Kevin Kuzas is Vice President and General Counsel of Comcast Interactive Media (CIM), the division of Comcast dedicated to growing and developing emerging Internet businesses. CIMs products include the Comcast.net high-speed Internet portal; Fandango.com, a top movie and entertainment destination, selling movie tickets at over 15,000 screens; Fancast.com, a national online entertainment site; and thePlatform, an industry-leading provider of digital media publishing solutions over broadband and wireless networks. Before joining Comcast, Kevin was a partner at Wilkinson Barker Knauer, LLP, and before that a partner at Dow Lohnes, PLLC, both in Washington, DC. Kevin graduated with honors from the University of Southern California in 1989, and is a 1992 graduate of the University of Virginia School of Law. Before beginning law practice, Kevin served as a law clerk to United States District Judge Sam Conti in San Francisco.
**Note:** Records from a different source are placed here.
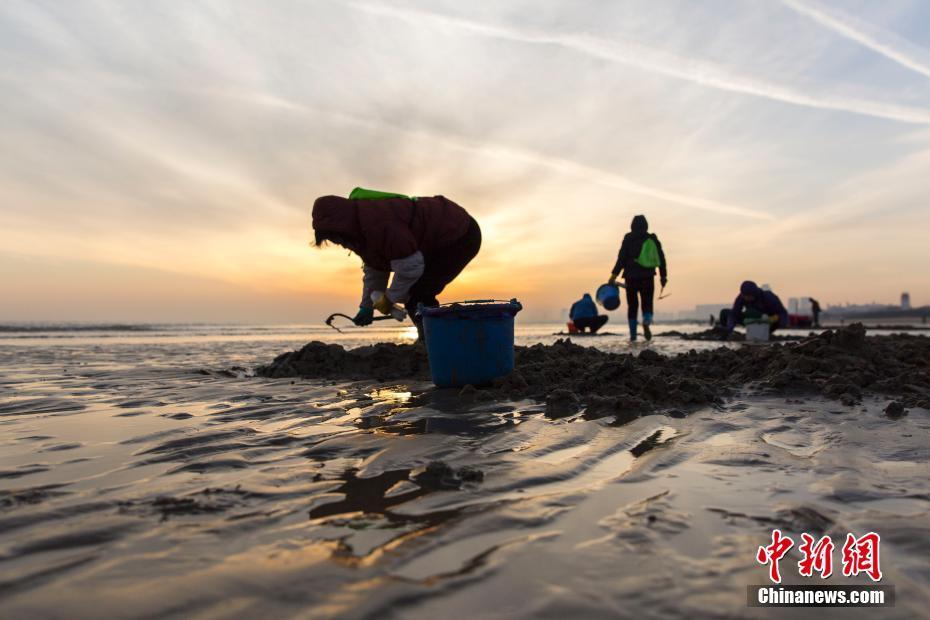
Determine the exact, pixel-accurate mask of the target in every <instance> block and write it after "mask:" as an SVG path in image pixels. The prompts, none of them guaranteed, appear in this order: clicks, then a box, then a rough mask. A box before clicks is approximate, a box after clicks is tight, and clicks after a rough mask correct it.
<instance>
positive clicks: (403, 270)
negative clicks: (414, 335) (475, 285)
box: [312, 188, 481, 326]
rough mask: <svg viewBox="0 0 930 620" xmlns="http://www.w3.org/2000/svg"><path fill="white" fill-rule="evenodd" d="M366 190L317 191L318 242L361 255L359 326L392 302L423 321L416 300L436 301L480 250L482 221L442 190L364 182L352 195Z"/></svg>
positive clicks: (317, 240) (388, 307)
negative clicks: (379, 187)
mask: <svg viewBox="0 0 930 620" xmlns="http://www.w3.org/2000/svg"><path fill="white" fill-rule="evenodd" d="M366 194H367V195H369V196H375V197H367V196H366V197H365V198H354V199H353V198H351V197H350V198H349V199H347V198H342V197H339V196H322V197H320V198H317V199H316V201H315V202H314V203H313V215H312V219H313V231H314V234H315V243H316V245H317V246H320V245H322V244H323V243H325V242H327V241H328V242H330V243H335V244H336V245H340V246H342V247H344V248H346V249H348V250H350V251H352V252H354V253H355V254H357V255H358V256H359V257H360V258H361V259H362V272H363V277H362V298H361V301H360V302H359V310H358V314H356V315H355V317H354V318H353V322H354V323H355V324H356V325H368V324H370V323H371V322H372V319H373V318H374V311H375V310H378V311H379V312H381V313H382V314H390V313H391V309H392V307H393V305H394V304H402V305H403V306H404V308H405V309H406V311H407V314H408V315H409V316H410V317H411V318H412V319H414V322H416V323H417V324H418V326H419V322H418V321H417V320H416V309H417V305H418V304H421V303H422V304H423V305H424V306H427V307H429V306H438V305H439V301H438V300H437V298H436V297H437V296H438V295H439V294H440V293H442V291H443V289H444V288H445V287H446V286H447V285H448V284H449V283H450V282H452V280H454V279H455V278H456V276H458V275H459V273H461V272H462V270H463V269H464V268H465V266H466V265H468V263H469V262H471V260H472V259H473V258H474V257H475V256H476V255H477V254H478V250H479V249H480V248H481V228H480V227H479V226H478V222H476V221H475V219H474V218H473V217H472V216H471V215H469V214H468V212H467V211H465V209H463V208H462V207H460V206H459V205H457V204H455V203H454V202H452V201H451V200H449V199H448V198H446V197H444V196H433V197H431V198H427V197H420V198H410V197H407V196H401V195H398V194H385V193H382V192H372V191H370V190H360V189H359V188H356V190H353V192H352V194H351V196H365V195H366ZM391 273H393V274H394V276H393V278H392V279H391V281H390V286H388V279H389V278H390V274H391ZM372 293H381V295H375V297H378V298H379V302H378V303H375V302H374V301H373V300H372Z"/></svg>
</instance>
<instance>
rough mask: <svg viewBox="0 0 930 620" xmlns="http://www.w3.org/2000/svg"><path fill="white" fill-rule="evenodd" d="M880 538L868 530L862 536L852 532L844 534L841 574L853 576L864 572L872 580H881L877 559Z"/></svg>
mask: <svg viewBox="0 0 930 620" xmlns="http://www.w3.org/2000/svg"><path fill="white" fill-rule="evenodd" d="M880 542H881V538H880V537H879V536H878V534H876V533H875V532H869V533H868V534H866V535H864V536H863V537H862V538H856V537H855V536H853V535H852V534H847V535H846V544H845V545H843V576H844V577H854V576H856V575H858V574H859V573H865V574H866V575H868V576H869V578H870V579H871V580H872V581H881V579H882V569H881V565H880V564H879V561H878V545H879V543H880Z"/></svg>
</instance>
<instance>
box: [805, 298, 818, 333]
mask: <svg viewBox="0 0 930 620" xmlns="http://www.w3.org/2000/svg"><path fill="white" fill-rule="evenodd" d="M808 299H809V300H810V302H811V314H813V315H814V327H820V302H819V301H817V300H816V299H814V298H813V297H809V298H808Z"/></svg>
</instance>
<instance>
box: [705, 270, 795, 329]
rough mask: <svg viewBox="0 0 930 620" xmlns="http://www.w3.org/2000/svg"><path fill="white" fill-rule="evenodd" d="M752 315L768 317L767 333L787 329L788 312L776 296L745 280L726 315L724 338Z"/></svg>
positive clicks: (756, 285) (754, 283) (721, 317)
mask: <svg viewBox="0 0 930 620" xmlns="http://www.w3.org/2000/svg"><path fill="white" fill-rule="evenodd" d="M752 315H756V316H762V315H767V316H768V317H769V321H770V323H769V333H771V332H774V331H775V330H776V329H778V328H779V327H788V311H787V310H786V309H785V306H784V304H782V303H781V299H779V298H778V295H776V294H775V293H773V292H772V291H765V290H762V289H761V288H759V286H758V285H756V283H755V282H753V281H751V280H746V281H745V282H743V283H742V284H741V285H740V287H739V295H737V296H736V299H735V300H734V301H733V307H732V308H731V309H730V311H729V312H728V313H727V316H726V320H727V328H726V332H725V334H724V338H726V337H727V336H729V335H730V334H731V333H732V332H733V328H734V327H736V326H737V325H743V321H744V319H745V318H748V317H749V316H752ZM721 318H723V317H721Z"/></svg>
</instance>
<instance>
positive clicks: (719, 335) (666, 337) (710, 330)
mask: <svg viewBox="0 0 930 620" xmlns="http://www.w3.org/2000/svg"><path fill="white" fill-rule="evenodd" d="M660 336H661V337H664V338H681V339H682V340H698V341H707V342H713V341H715V340H723V338H722V336H723V332H722V331H721V330H720V329H719V328H716V327H714V328H712V329H705V330H704V331H702V332H690V333H688V332H680V331H678V330H674V329H673V330H672V331H668V332H662V333H661V334H656V337H660ZM804 338H806V336H786V335H782V334H772V335H771V336H770V337H769V340H770V341H771V342H796V341H798V340H804ZM726 339H727V340H729V341H730V342H744V341H745V340H746V334H742V333H740V332H733V333H731V334H730V335H729V336H728V337H727V338H726Z"/></svg>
David Wittenstein, Partner, Dow Lohnes: David Wittenstein joined Dow Lohnes in 1981 and serves as the head of the firm's Media and Information Technologies practice. He specializes in intellectual property, content and related issues for the media, telecommunications and technology industries. He has participated in several copyright cases of first impression, as well as in other intellectual property litigation. He has negotiated numerous content licensing, acquisition and distribution agreements across all media and regularly counsels clients on the full range of copyright and trademark issues, ranging from fair use analyses to re-use of traditional media content in online ventures. In recent years, Mr. Wittenstein has focused increasingly on issues relating to the Internet and new media. Mr. Wittenstein was an Adjunct Professor at Howard Law School for a number of years, teaching the law school's copyright law course. Mr. Wittenstein has published articles on programming and has given numerous speeches and seminars on media and intellectual property subjects. He graduated from Haverford College, magna cum laude, and from Duke University Law School, where he served as an editor of the Duke Law Journal.